I'm one of those people who got fucked by the health insurance industry. At the time, I was in my forties. I had a decent income. But it turns out I had a pre-existing condition, as defined by the healthcare peeps. It wasn't cancer. It wasn't diabetes. It wasn't MS, Parkinson's, or Lupus. It was my job.
When I was still working for a big ad agency, I went to see a counselor because the stress of my job was making me crazy. [Okay, crazier.]Coincidentally, a rep for a production house came in to screen a new director and we got to talking about health insurance. She said whatever you do, don't ever put in a claim for therapy sessions, because if you lose your job or go out on your own, you will be denied health insurance.
So I began to see a counselor about my crazy-making job, but paid for everything out of pocket. After leaving the agency, I applied for sole proprietor insurance. I was eligible for a good package with Prudential, $200 a month, only four times as much as I was paying when I was covered by group insurance, but manageable.
Around the same time I had a physical. During a conversation with the doc, as he's taking my blood pressure, hammering my knees, and thumping my back, I mention that I had been going to therapy sessions because my job had been causing me so many problems, but when I left, the problems went away, so, ta-da! I didn't need a therapist any more.
A few weeks later I get a call from the insurance company. "Are you still seeing a therapist?" Holy crap, how do they know that I even went to one? Because my doctor wrote down our conversation in my records. Which were sent to the insurance company when I applied for the new insurance. "Am I seeing a therapist? Not any more. But I paid for that out of my own pocket." "Well, we're still required to pay." "But you don't have to."

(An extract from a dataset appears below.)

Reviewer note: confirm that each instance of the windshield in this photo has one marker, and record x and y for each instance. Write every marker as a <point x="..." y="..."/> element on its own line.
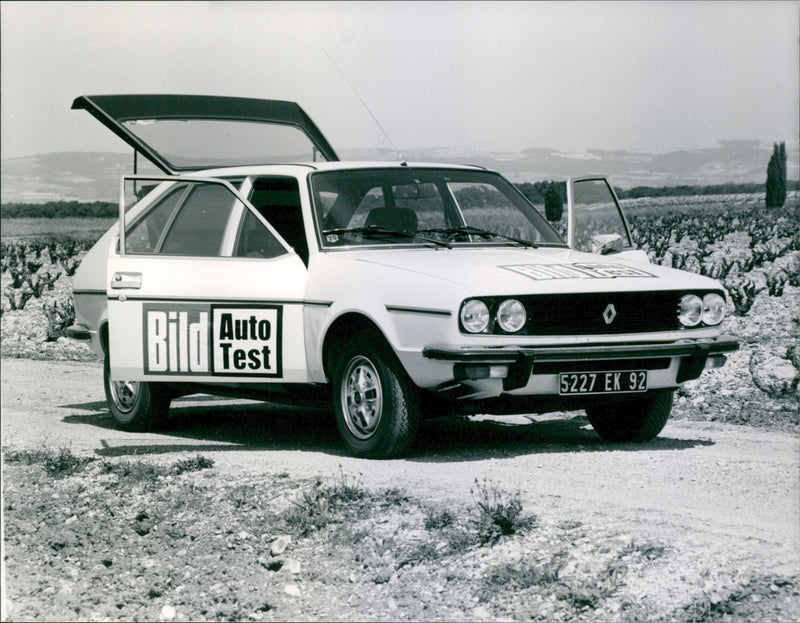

It didn't matter. I was denied insurance through Prudential because I had done what a lot of people are told to do -- I sought help for a stressful situation. Not schizophrenia. Not drug, alcohol or sex addiction. Or re-hab. Something temporary, that went away when the source of the stress was gone. Something I paid for by myself, hoping not to draw the attention of the healthcare companies, based on the warning I got. Something they didn't even have to cover, since I never filed for reimbursement.
Except my doc ratted me out -- inadvertently, he claimed -- and when I told him the disaster his allegedly innocuous notation on my record had caused, he was stunned.
Now the only sole proprietor insurance I could get that had reasonable coverage would cost me over $600 a month. Those dollars are from 20 years ago. I didn't have that kind of money. So I settled for such a high deductible that my insurance coverage didn't kick in until I had forked out enough for a new car. Not just the down payment for a new car; the whole car.
As a result I had to wait almost a decade before I could afford to get new hips through Medicare, our government run medical insurance plan. If the reform bill had been in place, I wouldn't have wasted ten years of my life wondering if I would ever walk right or feel normal again.
So thanks, Mr. President. Even though the reform bill is not perfect. It's a damn good start.